What the Mortgage Industry Could Learn from Veterinarians
(This is so just my opinion.)
The consequences of the subprime mortgage mess roll on and on. America’s economy is sputtering, housing markets in Europe are stalling, and financial markets around the world are feeling poorly. How did it all get so out of hand?
I found myself thinking about this when I was out in the barn one evening, with a goat that wasn’t feeling so well. My wife raises dairy goats, and I try to pitch in when I can. Goats are not the biggest marketplace for veterinary medicine in the United States, so you don’t have that many treatments made specifically for goats. So, when we have a goat that’s really ill, often enough the vet will suggests a treatment designed for sheep, or for horses, but which seems to work well on goats.
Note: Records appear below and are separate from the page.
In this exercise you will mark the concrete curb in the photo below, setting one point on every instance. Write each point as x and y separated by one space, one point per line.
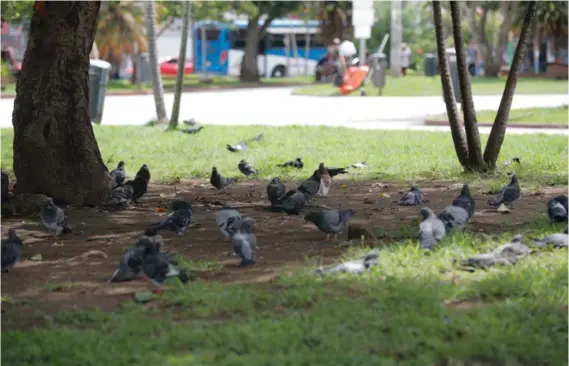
204 88
430 122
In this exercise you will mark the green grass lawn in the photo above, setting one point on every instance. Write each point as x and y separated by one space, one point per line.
412 309
391 155
412 86
546 116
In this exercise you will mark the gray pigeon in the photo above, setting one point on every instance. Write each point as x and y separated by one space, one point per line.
178 221
292 203
558 240
454 217
54 218
431 229
246 168
508 195
356 266
219 181
412 198
120 196
244 242
330 221
275 190
11 250
118 174
228 221
557 209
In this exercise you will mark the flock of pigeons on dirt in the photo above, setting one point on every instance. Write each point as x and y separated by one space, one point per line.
147 261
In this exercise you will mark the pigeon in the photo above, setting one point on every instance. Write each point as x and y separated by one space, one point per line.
119 174
275 190
454 218
558 240
178 221
120 196
219 181
54 218
411 198
292 203
11 250
330 221
297 163
465 200
246 168
356 266
239 147
192 130
431 229
325 181
508 195
557 209
244 242
228 221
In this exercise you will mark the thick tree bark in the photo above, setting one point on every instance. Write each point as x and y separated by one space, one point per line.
55 150
457 132
498 132
475 158
181 66
157 87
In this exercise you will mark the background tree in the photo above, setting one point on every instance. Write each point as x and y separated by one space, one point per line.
55 150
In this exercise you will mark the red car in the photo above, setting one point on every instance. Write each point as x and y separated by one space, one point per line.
169 67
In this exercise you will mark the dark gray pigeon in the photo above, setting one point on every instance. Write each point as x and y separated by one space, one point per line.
297 163
557 209
275 190
455 218
178 221
242 146
465 201
246 168
508 195
54 218
292 203
356 266
244 242
11 250
119 174
412 198
330 221
431 229
219 181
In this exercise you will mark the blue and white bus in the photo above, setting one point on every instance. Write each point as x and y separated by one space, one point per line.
225 44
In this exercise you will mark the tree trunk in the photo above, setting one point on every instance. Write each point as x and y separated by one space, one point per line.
157 87
475 158
457 132
181 66
55 150
498 132
249 67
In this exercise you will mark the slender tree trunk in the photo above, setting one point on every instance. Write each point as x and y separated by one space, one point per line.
498 132
55 150
157 87
181 66
475 158
457 132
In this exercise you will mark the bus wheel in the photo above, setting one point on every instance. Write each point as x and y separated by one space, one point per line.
278 72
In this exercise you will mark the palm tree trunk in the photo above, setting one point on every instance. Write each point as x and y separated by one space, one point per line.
181 66
475 158
157 87
498 132
457 132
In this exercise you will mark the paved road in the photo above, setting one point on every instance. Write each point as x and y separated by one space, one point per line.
277 107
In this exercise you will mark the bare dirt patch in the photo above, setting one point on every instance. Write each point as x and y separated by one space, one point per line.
70 277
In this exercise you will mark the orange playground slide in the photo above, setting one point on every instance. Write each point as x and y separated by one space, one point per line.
356 76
Veterinarians, like medical doctors, have the privilege of “off-label prescribing.” Once a medicine has been approved for one use, it can be used for other purposes, with caveats. Sometimes these other purposes become a major part of the market for a medicine.
That’s innovation, after all–discovering that a product designed for one need can also serve another. Of course, you want your people to be on the lookout for those opportunities. The ROI for this kind of innovation is usually very attractive.
That’s pretty much what happened with sub-prime mortgages. They’re great medicine for certain conditions. (OK, many of these potions were taken on the false assumption of continuing real estate price increases.) But then mortgage brokers found major new uses for these instruments. The off-label prescribing of alternative loans gotw ay out of hand.
So why doesn’t the same thing happen with veterinarians? I think the key difference is that veterinarians are licensed professionals, with professional codes, continuing education requirements, and reputations to protect. By contrast, too many loan originators take a “churn and burn” approach to their sales force. Salespeople make their quota or they don’t get paid, and don’t stick around long. Honestly, why worry about long-term consequences (even if I realize what might happen) if you likely won’t be around by that point? By contrast, if loan originators viewed their salesforce as valuable sales professionals who were not only making sales but building relationships and expertise–and if there were the continuing investment to maintain the currency and integrity of these professionals–it is hard to imagine that we would have this mess today.
Yes, there would be a certain percentage of loas gone sour–if you never regret a deal, then you’ve been too cautious–with more gone sour among borrowers with weaker finaces. But a worldwide epidemic of bad loans? I don;’t think a community of licensed financial doctors would let that happen.